The Embleya genus is a new member of the Streptomycetaceae family formed by only two species isolated from soil (Embleya scabrispora and Embleya hyalina). Strain NF3 is an endophytic actinobacterium obtained from the medicinal tree Amphipterygium adstringens. By 16S rRNA gene analysis, NF3 strain was identified as Embleya sp., closely related to E. hyalina. In our interest to deep into the NF3 strain features, a bioinformatic study was performed on the Embleya genus based on their genome information to produce secondary metabolites. A comparative analysis of the biosynthetic gene clusters (BGCs) of NF3 with the two released Embleya genomes revealed that NF3 has 49 BGCs, E. scabrispora DSM41855 has 50 BGCs, and E. hyalina NBRC13850 has 46 BGCs. Although bearing similar cluster numbers, the three strains shared only 25% of the BGCs information. NF3 encoded the nybomycin cluster detected in E. hyalina NBRC13850 and lacked the hitachimycin cluster present in E. scabrispora DSM41855. On the contrary, strain NF3 contained a cluster for the anthracycline steffimycin, neither encoded by E. hyalina NBRC13850 nor by E. scabrispora DSM41855. Our results and previous characterization studies supported strain NF3 as a new member of the genus Embleya. The chemical analysis of the steffimycins produced by strain NF3 showed the production of eight compounds of the steffimycins and steffimycinone families. Four of these molecules have already been described: Steffimycin B, steffimycin C, 8-demethoxy-10-deoxysteffimycinone, and 7-deoxiesteffimycinone, and four are new natural products: 8-demethoxysteffimycin B, 8-demethoxy-10-deoxysteffimycin B, 7-deoxy-8-demethoxysteffimycinone, and 7-deoxy-10-deoxysteffimycinone. With this information, we proposed an alternative pathway to produce StefB. Among steffimycins, StefB was the main compound produced by this strain (29.8%) and showed the best cytotoxic activity. KEY POINTS: • The Embleya genus and its biosynthetic potential • An alternative biosynthetic pathway for steffimycins biosynthesis • Four new natural products of the steffimycin family.

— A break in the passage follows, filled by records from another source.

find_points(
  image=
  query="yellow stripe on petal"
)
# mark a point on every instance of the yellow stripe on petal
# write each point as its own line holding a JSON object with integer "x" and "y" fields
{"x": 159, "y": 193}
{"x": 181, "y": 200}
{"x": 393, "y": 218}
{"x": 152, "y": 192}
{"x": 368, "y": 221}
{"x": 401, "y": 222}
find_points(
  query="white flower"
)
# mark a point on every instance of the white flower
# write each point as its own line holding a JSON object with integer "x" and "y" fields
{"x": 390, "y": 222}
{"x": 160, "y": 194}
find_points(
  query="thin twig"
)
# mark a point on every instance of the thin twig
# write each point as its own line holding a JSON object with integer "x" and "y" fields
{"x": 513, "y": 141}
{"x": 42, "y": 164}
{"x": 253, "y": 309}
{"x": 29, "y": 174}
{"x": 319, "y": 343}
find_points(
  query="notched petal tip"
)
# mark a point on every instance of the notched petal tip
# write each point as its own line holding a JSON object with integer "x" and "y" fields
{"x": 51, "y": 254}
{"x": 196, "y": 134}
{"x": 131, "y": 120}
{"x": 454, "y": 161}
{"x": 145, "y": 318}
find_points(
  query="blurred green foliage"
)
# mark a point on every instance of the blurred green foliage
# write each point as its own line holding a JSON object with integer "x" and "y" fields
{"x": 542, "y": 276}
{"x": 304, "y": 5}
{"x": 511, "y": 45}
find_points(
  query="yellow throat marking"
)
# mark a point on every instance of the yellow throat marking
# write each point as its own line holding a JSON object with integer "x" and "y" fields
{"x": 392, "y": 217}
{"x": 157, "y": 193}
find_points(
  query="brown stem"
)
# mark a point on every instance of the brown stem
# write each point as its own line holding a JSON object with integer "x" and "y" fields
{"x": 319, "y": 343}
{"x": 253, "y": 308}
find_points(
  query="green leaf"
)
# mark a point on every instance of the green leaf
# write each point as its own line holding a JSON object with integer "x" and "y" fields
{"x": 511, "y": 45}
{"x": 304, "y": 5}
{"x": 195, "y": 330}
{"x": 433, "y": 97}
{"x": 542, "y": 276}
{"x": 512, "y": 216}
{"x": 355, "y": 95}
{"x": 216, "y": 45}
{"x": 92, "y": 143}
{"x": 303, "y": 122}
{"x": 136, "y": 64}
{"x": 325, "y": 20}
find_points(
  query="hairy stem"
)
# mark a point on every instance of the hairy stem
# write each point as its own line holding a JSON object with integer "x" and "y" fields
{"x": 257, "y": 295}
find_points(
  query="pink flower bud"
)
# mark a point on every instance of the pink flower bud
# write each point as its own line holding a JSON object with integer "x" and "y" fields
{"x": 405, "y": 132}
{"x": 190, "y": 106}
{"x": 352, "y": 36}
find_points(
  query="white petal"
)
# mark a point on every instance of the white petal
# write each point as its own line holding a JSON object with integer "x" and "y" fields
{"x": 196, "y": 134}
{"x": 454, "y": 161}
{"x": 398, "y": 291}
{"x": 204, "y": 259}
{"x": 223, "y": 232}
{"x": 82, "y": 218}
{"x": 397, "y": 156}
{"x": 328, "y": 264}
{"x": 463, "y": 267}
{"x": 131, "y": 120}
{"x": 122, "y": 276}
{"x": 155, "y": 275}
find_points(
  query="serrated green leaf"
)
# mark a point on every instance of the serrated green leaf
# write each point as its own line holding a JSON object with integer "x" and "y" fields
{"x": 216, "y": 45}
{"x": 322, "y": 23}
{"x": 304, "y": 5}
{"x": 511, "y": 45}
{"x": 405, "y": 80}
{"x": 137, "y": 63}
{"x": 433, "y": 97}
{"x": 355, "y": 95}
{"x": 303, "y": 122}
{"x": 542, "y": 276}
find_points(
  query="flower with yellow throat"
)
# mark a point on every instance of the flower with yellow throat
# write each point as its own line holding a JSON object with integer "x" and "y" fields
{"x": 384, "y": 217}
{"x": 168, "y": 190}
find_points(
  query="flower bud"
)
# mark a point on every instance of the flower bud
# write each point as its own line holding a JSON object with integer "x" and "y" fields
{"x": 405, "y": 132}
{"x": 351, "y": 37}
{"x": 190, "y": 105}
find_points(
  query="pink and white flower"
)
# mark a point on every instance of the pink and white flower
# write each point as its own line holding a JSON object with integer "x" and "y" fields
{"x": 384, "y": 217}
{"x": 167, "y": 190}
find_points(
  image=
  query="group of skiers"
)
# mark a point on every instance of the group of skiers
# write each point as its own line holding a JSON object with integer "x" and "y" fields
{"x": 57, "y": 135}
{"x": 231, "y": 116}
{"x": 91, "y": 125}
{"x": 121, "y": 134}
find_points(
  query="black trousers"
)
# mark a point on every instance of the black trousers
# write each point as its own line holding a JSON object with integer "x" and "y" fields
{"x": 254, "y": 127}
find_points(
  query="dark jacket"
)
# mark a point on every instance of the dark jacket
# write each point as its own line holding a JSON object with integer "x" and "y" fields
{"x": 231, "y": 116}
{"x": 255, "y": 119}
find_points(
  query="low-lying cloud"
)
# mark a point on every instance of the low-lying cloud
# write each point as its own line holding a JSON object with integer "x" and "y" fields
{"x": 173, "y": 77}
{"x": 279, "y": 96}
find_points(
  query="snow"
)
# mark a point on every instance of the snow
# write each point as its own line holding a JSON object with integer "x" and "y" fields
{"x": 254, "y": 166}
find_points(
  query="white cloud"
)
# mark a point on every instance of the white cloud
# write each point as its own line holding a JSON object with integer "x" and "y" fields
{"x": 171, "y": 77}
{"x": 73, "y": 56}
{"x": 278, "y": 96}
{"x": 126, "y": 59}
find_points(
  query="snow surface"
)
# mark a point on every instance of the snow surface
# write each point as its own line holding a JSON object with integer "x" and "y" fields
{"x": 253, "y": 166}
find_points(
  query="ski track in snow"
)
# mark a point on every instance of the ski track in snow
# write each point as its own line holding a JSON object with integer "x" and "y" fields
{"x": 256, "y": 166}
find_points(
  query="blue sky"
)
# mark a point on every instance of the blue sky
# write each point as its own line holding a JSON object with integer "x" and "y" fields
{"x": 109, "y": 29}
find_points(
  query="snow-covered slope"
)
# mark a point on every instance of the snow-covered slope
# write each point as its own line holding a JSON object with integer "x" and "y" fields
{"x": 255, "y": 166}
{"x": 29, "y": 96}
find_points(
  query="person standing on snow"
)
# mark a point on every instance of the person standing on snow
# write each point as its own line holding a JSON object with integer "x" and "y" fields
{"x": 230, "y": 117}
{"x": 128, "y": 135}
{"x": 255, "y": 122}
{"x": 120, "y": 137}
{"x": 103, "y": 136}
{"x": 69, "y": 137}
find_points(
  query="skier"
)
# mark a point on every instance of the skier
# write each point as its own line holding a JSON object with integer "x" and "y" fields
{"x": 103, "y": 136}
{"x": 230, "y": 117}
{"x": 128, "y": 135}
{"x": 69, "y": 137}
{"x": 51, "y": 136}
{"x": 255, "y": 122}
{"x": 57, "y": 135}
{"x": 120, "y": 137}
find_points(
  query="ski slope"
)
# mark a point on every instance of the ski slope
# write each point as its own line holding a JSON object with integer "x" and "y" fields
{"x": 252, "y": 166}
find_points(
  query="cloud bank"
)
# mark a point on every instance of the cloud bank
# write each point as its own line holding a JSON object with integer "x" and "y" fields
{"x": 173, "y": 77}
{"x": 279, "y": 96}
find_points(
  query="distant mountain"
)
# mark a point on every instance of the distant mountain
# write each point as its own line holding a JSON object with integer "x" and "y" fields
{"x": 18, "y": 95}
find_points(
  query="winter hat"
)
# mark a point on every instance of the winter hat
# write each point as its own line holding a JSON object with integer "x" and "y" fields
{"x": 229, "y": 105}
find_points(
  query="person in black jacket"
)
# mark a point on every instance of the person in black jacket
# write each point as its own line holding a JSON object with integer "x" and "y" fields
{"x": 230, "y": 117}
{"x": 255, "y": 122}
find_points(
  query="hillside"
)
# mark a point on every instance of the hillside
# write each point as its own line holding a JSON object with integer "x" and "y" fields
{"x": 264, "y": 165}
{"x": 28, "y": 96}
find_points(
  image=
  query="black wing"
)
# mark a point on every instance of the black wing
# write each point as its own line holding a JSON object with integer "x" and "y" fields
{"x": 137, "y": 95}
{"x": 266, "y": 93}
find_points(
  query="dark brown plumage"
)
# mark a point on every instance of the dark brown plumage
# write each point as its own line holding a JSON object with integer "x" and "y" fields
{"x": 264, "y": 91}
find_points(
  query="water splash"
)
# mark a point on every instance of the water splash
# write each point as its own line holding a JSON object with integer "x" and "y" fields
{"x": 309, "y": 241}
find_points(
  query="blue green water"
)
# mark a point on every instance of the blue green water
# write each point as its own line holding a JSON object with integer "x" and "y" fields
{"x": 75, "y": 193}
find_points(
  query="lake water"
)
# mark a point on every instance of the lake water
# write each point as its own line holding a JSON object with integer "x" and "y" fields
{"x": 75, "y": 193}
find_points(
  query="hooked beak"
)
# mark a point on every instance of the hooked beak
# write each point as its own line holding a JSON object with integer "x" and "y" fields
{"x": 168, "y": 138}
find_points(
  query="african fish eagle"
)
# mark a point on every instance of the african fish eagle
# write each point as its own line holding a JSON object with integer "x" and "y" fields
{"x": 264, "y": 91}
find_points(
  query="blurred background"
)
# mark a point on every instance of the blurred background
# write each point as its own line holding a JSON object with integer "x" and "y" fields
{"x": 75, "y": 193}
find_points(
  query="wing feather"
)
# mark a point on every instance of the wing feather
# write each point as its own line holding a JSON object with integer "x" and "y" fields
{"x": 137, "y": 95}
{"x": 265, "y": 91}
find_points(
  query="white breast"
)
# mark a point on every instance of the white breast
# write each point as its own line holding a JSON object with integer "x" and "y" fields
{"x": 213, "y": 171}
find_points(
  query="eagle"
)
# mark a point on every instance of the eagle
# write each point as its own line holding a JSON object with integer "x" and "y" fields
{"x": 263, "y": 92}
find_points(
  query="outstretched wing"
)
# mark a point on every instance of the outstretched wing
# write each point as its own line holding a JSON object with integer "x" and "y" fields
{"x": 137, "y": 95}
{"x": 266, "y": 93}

Chemical modification of Steffimycin B
J Antibiot (Tokyo) 1988 Mar;41(3):343-51.PMID:3366692DOI:10.7164/antibiotics.41.343.
Fifteen 3-substituted analogues of Steffimycin B (1) have been synthesized and their activity against P388 murine leukemia has been determined. Three of these were substantially more active than the parent compound.